European Architectural History Network Fifth Annual Conference
The comprador classes of the 19th- and early 20th-centuries were critical agents of global capitalism. As “middle men” in the colonial enterprise, they enabled the development of imperial trade networks, negotiated the supply of labor that extracted profit from the local landscape, established new patterns of consumption and taste, and facilitated cultural as well as economic exchanges that were critical to the growth of Asian cities. In diverse treaty ports and colonial entrepôts like Batavia, Tianjin, Calcutta, and Hong Kong, compradors drew on a diverse vocabulary of intra- and trans-regional architectural forms, labor, materials, and construction techniques to build homes, offices, godowns, factories, and infrastructural networks that were legible to both European corporations and local populations. The diplomat and entrepreneur Cheong Fatt-tze, for example, deployed ironworks from the Scottish Macfarlanes factory as well as Teochew ceramic ornamentation from the southern China coast to articulate a mansion in British-colonial Penang that could be identified as the home of both a mandarin official and a modern capitalist. His neighbor, Khaw Sim Bee (Phraya Ratsadanupradit Mahitsaraphakdi to the Siamese crown), meanwhile, built nearby Asdang House in a neo-Palladian idiom that marked him as a member of a cosmopolitan class that circulated freely across national and imperial borders. The travelling, sojourning perspective of the comprador allows historians to critically examine the fractured, multi-scaled geographies at play across global networks as well as what Raymond Williams has described as “the metropolitan interpretation of its own processes as universals.” This panel invites papers that examine the role of comprador patrons and architects as active participants in the production of the global modern built environment in the 19th and 20th centuries. The panel aims to create an understanding of treaty ports, colonial cities, and free trade zones not only as sites of local and foreign interactions but as an incubators of new ideas about architecture in a global capitalist economy.

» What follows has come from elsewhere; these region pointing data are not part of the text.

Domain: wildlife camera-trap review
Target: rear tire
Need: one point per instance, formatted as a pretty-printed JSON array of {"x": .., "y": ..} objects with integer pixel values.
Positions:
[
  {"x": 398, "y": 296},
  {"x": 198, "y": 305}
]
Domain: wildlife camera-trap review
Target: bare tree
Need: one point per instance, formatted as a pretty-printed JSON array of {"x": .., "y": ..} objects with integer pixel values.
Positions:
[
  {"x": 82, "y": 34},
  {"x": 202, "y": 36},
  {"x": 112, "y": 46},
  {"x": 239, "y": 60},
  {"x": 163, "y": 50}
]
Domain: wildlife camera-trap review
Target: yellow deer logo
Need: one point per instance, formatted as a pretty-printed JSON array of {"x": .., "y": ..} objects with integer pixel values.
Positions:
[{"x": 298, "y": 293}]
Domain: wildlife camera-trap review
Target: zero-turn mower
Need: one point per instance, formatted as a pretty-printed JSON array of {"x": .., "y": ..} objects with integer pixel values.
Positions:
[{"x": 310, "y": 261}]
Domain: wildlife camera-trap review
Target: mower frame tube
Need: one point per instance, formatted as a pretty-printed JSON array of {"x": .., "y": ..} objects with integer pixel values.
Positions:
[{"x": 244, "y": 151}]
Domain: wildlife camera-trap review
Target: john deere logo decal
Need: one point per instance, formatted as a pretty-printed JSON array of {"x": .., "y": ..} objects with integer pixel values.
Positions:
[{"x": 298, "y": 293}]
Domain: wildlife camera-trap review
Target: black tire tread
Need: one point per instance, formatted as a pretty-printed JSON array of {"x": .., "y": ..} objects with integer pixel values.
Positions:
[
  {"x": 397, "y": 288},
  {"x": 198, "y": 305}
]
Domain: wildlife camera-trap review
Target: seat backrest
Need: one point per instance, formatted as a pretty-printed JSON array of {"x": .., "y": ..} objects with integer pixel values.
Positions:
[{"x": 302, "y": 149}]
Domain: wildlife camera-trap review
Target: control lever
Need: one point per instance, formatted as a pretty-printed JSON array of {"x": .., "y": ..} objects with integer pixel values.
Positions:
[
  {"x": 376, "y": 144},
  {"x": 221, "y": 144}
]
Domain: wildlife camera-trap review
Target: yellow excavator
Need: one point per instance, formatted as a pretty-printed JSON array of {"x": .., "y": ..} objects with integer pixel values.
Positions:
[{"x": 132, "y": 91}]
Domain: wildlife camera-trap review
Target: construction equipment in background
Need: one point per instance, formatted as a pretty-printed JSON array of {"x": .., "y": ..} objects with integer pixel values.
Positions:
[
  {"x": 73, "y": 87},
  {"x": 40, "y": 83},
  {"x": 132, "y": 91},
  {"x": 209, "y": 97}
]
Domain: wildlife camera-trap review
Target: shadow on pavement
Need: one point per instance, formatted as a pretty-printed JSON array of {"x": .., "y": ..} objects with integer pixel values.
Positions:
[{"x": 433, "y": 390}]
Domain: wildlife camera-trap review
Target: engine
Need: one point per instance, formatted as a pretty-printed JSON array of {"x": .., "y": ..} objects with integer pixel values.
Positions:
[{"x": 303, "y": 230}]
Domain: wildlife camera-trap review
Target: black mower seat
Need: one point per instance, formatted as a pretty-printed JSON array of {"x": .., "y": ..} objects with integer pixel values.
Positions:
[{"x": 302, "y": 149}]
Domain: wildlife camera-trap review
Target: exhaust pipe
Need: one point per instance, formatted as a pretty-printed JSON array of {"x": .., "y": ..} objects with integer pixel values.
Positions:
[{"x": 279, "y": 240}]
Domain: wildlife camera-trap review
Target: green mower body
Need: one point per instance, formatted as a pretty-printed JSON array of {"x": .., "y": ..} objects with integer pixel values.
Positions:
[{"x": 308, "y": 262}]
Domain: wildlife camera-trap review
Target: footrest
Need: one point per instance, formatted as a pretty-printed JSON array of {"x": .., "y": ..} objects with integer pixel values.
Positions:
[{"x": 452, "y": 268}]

Papers should identify the ways that compradors actively shaped a conversation between formative iterations of European and Asian architecture as translators of regional, national, and universal idioms and approaches to architectural and urban space. Some questions that papers might explore are: Did comprador architecture preserve local “traditions” or accelerate the development of modern approaches to building? How did comprador tastes shape the circulation of regional idioms? How did comprador agents cultivate or weaken building expertise? How did comprador patronage support the growth of the architectural profession? How did comprador building projects intervene on the growth of new cities? How were compradors able to translate across diverse social circumstances, building communities, and cultural tastes? How did comprador tastes appeal to both regionalist and nationalist tendencies?